First-line GP Management

  • Education & Reassurance: Non-contagious nature, chronic course, treatment aims.

  • Skin Care:

    • Liberal emollients – apply before other treatments, leave 30 mins.

    • Potent topical corticosteroids – daily for up to 8 weeks (4 weeks for very potent), followed by steroid-free break.

    • Vitamin D analogues – use on ≤30% body surface area to avoid hypercalcaemia, rotate application sites, separate from steroid application to prevent inactivation.

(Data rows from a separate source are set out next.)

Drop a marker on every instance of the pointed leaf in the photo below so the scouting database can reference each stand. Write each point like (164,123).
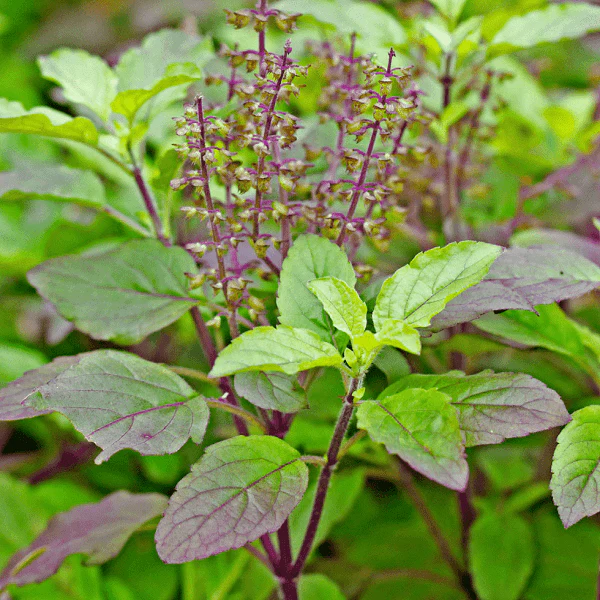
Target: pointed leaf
(522,278)
(142,67)
(493,406)
(118,400)
(271,391)
(421,289)
(311,257)
(129,102)
(96,530)
(501,556)
(283,349)
(555,22)
(575,480)
(400,335)
(27,386)
(123,294)
(341,302)
(421,427)
(240,489)
(46,122)
(84,78)
(52,182)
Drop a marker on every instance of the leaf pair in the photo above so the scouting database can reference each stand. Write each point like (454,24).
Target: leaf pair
(316,284)
(115,399)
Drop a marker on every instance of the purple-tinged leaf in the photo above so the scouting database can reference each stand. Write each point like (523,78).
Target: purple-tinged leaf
(27,387)
(563,239)
(493,406)
(97,530)
(272,391)
(118,400)
(575,482)
(421,427)
(240,489)
(123,294)
(523,278)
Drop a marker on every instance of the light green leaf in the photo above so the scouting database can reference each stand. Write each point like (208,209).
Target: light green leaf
(129,102)
(283,349)
(118,400)
(420,290)
(123,294)
(240,489)
(555,22)
(341,302)
(449,8)
(46,122)
(421,427)
(318,587)
(142,68)
(493,406)
(399,335)
(310,257)
(84,78)
(575,480)
(369,21)
(501,556)
(271,391)
(52,182)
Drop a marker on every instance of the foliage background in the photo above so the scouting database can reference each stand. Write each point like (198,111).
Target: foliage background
(383,546)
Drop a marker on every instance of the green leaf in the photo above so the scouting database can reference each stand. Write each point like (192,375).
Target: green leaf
(271,391)
(129,102)
(493,406)
(342,493)
(341,302)
(318,587)
(400,335)
(369,21)
(123,294)
(421,427)
(310,257)
(142,68)
(27,386)
(449,8)
(567,20)
(280,348)
(420,290)
(240,489)
(46,122)
(84,78)
(501,556)
(118,400)
(52,182)
(575,480)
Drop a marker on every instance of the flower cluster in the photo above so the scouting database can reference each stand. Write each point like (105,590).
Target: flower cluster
(254,183)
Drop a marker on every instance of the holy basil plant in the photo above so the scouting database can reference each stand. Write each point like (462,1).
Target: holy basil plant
(269,323)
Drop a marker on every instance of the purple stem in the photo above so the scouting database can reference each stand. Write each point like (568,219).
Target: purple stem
(324,478)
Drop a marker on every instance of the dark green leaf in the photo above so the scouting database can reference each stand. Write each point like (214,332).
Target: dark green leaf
(311,257)
(493,406)
(282,348)
(501,556)
(272,391)
(421,427)
(123,294)
(118,400)
(240,489)
(575,474)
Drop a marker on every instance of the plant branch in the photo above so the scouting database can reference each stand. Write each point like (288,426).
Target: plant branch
(324,478)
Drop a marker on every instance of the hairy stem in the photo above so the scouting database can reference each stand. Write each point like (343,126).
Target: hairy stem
(325,477)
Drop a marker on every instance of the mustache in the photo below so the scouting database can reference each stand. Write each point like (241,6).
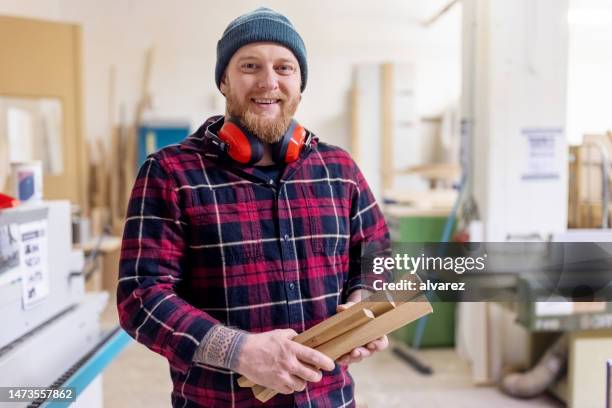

    • Salicylic acid for thick scale removal.


Lifestyle Modifications

  • Stress reduction strategies (exercise, mindfulness, support groups).

  • Smoking cessation and alcohol moderation.

  • Weight management.

  • Maintain a trigger diary.


Safety Netting

  • Seek prompt review if:

    • Signs of infection in lesions.

    • New joint pain/swelling or morning stiffness.

    • Eye pain/redness.

    • Sudden worsening of skin symptoms.


Referral Criteria

  • Failure of primary care treatment.

  • Severe or extensive disease.

  • Systemic involvement.

  • Consider phototherapy or systemic therapy under dermatology.



Communication Skills

  • Start with open-ended questions to elicit patient’s perspective.

  • Avoid overusing rehearsed phrases; speak naturally.

  • Empathise without false emotion.

  • Check patient understanding after explanations.

  • Involve patient in decision-making and agree on management plan.


Ethical Considerations

  • Respect dignity, privacy, and autonomy.

  • Maintain professional boundaries.

  • Provide information in accessible, jargon-free language.

  • Follow Good Medical Practice by supporting self-care and providing safe, evidence-based treatment.


Additional Resources

  • NICE Clinical Knowledge Summary: Psoriasis.

  • BAD (British Association of Dermatologists) patient information leaflets.

  • GMC Good Medical Practice (2024) – Domains 1 & 2.